H1-receptor inhibiting drugs, namely loratadine and cetirizine, were frequently used in treatment of chronic urticaria. Urticarial weal and flare reactions, a neurogenic reflex due to neuropeptides, were reported to be more effectively inhibited by cetirizine than loratadine. The aim of this study was to determine and compare the effects of systemic loratadine and cetirizine treatments on serum levels of selected neuropeptides in chronic urticaria. Treatment groups of either systemic loratadine or cetirizine (10 mg/d), consisting of 16 and 22 patients, respectively, were included. Serum levels of stem cell factor (SCF), neuropeptide Y (NPY), calcitonin gene-related peptide (CGRP), nerve growth factor (NGF), vasoactive intestinal peptide (VIP), and substance P (SP) were detected before and after one week of treatment with antihistamines.
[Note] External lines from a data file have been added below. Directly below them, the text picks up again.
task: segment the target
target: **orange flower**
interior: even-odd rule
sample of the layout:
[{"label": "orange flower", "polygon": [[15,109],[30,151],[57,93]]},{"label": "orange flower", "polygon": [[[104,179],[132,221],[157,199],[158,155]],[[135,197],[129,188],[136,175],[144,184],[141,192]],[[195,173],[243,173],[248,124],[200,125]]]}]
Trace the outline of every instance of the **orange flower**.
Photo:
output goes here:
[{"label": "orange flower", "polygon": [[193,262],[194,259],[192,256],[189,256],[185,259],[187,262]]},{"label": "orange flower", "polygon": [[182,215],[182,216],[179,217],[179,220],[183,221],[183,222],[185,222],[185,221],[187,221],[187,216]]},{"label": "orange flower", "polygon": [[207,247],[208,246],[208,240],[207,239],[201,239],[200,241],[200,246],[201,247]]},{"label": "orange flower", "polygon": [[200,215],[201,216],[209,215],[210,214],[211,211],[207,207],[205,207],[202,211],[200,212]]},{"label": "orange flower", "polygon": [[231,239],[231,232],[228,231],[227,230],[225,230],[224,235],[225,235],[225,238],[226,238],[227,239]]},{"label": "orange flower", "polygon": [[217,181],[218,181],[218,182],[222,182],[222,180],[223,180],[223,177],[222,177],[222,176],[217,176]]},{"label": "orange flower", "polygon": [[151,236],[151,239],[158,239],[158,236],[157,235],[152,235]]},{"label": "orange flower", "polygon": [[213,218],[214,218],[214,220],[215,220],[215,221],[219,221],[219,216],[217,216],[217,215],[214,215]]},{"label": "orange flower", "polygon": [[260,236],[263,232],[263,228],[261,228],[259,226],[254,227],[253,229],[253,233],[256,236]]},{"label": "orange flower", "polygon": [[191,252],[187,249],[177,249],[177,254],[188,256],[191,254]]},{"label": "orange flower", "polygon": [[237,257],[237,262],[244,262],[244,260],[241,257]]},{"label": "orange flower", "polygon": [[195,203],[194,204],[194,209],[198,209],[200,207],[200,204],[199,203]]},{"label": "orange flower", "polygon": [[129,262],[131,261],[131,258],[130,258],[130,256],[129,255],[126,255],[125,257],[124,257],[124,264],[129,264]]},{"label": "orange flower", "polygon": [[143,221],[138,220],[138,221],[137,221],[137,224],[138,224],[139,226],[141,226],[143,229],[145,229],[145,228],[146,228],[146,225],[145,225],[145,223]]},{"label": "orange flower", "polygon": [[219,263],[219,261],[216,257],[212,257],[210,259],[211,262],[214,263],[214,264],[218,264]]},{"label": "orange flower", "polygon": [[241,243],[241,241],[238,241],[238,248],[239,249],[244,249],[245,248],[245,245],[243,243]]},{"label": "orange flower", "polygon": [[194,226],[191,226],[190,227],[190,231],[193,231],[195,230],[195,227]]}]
Serum NPY and VIP levels were significantly decreased when compared before and after treatment with antihistamines (P < 0.001 and P < 0.01, respectively). SCF and NGF values were also decreased after antihistamine treatment (P < 0.05). Post-treatment levels of CGRP were significantly higher compared with pretreatment values, while no significant difference was detected between pre and post treatment levels of SP. Cetirizine was significantly more effective than loratadine on lowering serum levels of SCF among the other neuropeptides. Systemic loratadine and cetirizine treatments in patients with chronic urticaria precisely caused variations in serum levels of neuropeptides. The predominant effect of cetirizine compared to loratadine on reducing serum SCF levels might be explained with anti-inflammatory properties of cetirizine.